The Naval Surface Warfare Center (NSWC) is part of the Naval Sea Systems Command (NAVSEA) operated by the United States Navy. NAVSEA Warfare Centers supply the technical operations, people, technology, engineering services and products needed to equip and support the Fleet and meet the warfighter's needs. The Warfare Centers are the Navy's principal Research, Development, Test and Evaluation (RDT&E) assessment activity for surface ship and submarine systems and subsystems. Additionally, the Warfare Centers provide depot maintenance and In-Service Engineering support to ensure that the systems fielded today perform consistently and reliably in the future.

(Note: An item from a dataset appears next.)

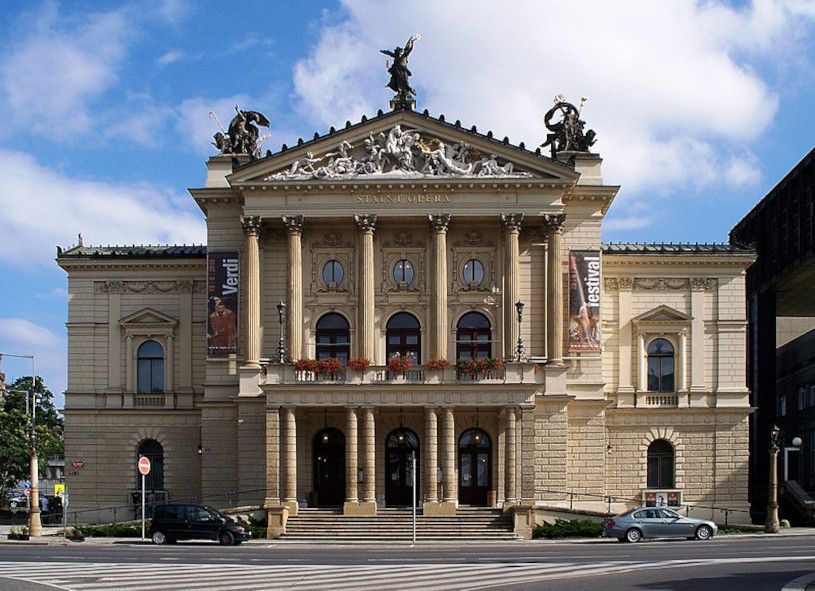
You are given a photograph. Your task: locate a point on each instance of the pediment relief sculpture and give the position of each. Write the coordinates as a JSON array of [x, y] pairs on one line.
[[399, 153]]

NSWC Crane "is the world's third-largest naval installation by geographic area and includes all of the roughly 320-hectare Greenwood Lake."

== Locations ==
NAVSEA currently operates eight Surface Warfare Centers:
- NSWC Carderock, Maryland
- NSWC Corona, California
- NSWC Crane, Indiana
- NSWC Dahlgren, Virginia
- NSWC Indian Head, Maryland
- NSWC Panama City, Florida
- NSWC Philadelphia, Pennsylvania
- NSWC Port Hueneme, California

NAVSEA also operates two Undersea Warfare Centers:
- NUWC Washington
- NUWC Newport, Rhode Island

==See also==
- Joint Expeditionary Forensics Facilities, which are run from the Dahlgren Division.